Keine Frage: Daniel Libeskind ist ein Entertainer. An dem Abend, als der Stararchitekt in der Akademie der Künste am Pariser Platz in Berlin sein neues Buch „Edge of Order“ vorstellte, war der Raum bis auf den letzten Platz gefüllt. Und ob man sich nun für Architektur interessiert oder nicht, auf jeden Fall wurde man bestens unterhalten.

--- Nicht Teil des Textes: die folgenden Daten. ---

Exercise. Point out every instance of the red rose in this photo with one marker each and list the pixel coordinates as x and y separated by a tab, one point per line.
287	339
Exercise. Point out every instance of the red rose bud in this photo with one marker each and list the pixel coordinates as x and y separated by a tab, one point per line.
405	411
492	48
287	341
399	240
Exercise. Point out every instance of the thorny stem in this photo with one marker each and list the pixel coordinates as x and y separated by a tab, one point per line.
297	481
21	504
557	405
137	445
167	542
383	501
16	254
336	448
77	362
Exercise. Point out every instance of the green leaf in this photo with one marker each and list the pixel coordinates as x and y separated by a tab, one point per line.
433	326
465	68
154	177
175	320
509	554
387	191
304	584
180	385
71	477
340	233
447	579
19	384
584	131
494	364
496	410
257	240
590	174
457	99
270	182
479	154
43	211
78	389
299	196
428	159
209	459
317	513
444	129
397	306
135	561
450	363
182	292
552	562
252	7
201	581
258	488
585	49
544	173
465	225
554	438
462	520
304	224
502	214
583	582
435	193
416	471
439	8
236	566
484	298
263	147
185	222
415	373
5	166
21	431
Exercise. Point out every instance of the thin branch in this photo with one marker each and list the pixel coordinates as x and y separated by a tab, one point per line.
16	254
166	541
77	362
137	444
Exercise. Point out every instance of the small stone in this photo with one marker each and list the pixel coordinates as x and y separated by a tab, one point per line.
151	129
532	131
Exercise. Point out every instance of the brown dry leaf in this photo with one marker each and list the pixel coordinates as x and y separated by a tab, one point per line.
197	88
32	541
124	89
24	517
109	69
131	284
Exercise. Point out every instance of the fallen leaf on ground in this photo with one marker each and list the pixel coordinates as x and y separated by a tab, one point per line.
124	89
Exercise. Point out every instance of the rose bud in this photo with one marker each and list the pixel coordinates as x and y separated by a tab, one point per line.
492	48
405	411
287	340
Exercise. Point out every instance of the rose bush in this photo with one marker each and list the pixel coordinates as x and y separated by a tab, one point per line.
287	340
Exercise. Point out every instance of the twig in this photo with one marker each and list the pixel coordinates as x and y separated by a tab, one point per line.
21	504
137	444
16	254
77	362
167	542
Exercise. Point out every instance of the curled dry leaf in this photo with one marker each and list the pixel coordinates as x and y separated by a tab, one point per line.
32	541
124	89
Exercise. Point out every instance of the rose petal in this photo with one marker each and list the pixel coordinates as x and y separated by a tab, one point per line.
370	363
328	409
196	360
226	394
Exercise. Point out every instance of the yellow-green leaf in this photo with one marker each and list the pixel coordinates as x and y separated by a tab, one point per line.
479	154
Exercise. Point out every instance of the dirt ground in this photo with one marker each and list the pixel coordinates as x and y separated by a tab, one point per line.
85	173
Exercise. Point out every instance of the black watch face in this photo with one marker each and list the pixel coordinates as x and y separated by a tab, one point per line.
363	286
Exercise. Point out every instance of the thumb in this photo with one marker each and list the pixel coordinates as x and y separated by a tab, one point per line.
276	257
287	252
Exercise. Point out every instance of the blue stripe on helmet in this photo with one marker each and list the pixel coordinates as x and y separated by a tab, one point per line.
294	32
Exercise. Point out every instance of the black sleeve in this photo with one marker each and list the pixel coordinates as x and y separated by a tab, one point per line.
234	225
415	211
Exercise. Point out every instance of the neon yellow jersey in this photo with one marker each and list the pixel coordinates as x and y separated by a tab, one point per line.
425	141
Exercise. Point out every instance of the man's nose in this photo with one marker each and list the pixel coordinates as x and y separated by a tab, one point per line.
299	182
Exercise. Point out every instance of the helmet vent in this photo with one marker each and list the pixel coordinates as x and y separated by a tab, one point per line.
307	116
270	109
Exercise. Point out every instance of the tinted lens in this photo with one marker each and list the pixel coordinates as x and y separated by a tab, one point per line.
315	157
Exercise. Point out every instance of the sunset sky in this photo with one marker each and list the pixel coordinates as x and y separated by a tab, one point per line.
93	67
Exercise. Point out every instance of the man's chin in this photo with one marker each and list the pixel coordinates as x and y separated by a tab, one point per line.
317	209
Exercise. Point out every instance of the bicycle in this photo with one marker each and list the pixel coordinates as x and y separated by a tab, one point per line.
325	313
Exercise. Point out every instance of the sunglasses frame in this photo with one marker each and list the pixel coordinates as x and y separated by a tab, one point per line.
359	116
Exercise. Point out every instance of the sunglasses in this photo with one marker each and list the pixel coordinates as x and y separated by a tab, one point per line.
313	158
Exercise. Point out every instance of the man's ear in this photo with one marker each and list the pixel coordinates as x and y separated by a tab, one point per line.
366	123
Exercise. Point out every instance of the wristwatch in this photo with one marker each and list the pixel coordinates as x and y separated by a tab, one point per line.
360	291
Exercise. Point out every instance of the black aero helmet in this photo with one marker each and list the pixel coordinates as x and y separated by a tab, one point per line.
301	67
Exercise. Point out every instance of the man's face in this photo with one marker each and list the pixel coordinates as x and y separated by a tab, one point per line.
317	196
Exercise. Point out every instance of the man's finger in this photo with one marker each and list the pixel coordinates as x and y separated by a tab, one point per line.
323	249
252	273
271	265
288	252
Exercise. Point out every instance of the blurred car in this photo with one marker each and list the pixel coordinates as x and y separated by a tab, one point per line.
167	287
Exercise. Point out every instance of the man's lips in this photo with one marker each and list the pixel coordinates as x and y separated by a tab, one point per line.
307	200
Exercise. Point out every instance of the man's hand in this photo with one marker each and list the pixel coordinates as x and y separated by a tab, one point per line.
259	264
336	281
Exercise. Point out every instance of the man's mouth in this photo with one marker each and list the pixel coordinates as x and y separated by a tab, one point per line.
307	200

Mit Witz und Ironie, mit Wissen und vor allem mit viel Leidenschaft sprach hier ein Mann über sein Lebenswerk. Über seine Geburt in Polen, die kleine Wohnung, in der sie zu viert wohnten und über den Tisch in der noch kleineren Küche, der nicht so richtig in die Ecke passte. Dieser Tisch, so Libeskind, machte aus ihm wohl den Architekten, der er heute ist. Ein Architekt, dessen Bauten vor allem durch Ecken und Kanten bestechen. Ob das Jüdische Museum in Berlin, das Militärhistorische Museum in Dresden, der Kö-Bogen in Düsseldorf, der Sapphire Wohnkomplex in Berlin-Mitte, das Hochhaus Zlota 44 in Warschau, der im Bau befindliche Occitane Tower in Toulouse, City Life in Mailand, das gigantisch schöne Ngaren Museum for Human Evolution in Kenia oder das eigenwillige Eigenheim eines Paars in Connecticut – 40 außergewöhnliche Projekte hat Daniel Libeskind schon realisiert, 45 weitere sind noch im Entstehen.
Folgt man Daniel Libeskind, reist man unweigerlich um die Welt. Und staunt. Wo er hat bauen lassen, was er hat bauen lassen. Da klotzt einer. Klein, fein und lieblich geht anders. Und doch überzeugen seine Entwürfe. Denn hier ist ein Visionär am Werk. Ein kreativer Kopf, der sich in keine Ordnung drängen lässt. Der Gebäude neu denkt. Ein Architekt, der das Vergangene respektiert, aber nicht reproduziert. Und trotzdem weiß, dass er kein Künstler ist, der eine Skulptur schafft, sondern jemand, der Kunst mit den Anforderungen eines Gebäudes vereinen muss, in dem Menschen ein- und ausgehen, wohnen, arbeiten und leben. Daniel Libeskind schaut auf den historischen Kontext, auf die Umgebung, auf das, was mit dem Gebäude ausgedrückt werden soll. Und dann zeichnet er. Zeichnen, so erklärt er, sei das A und O eines Architekten.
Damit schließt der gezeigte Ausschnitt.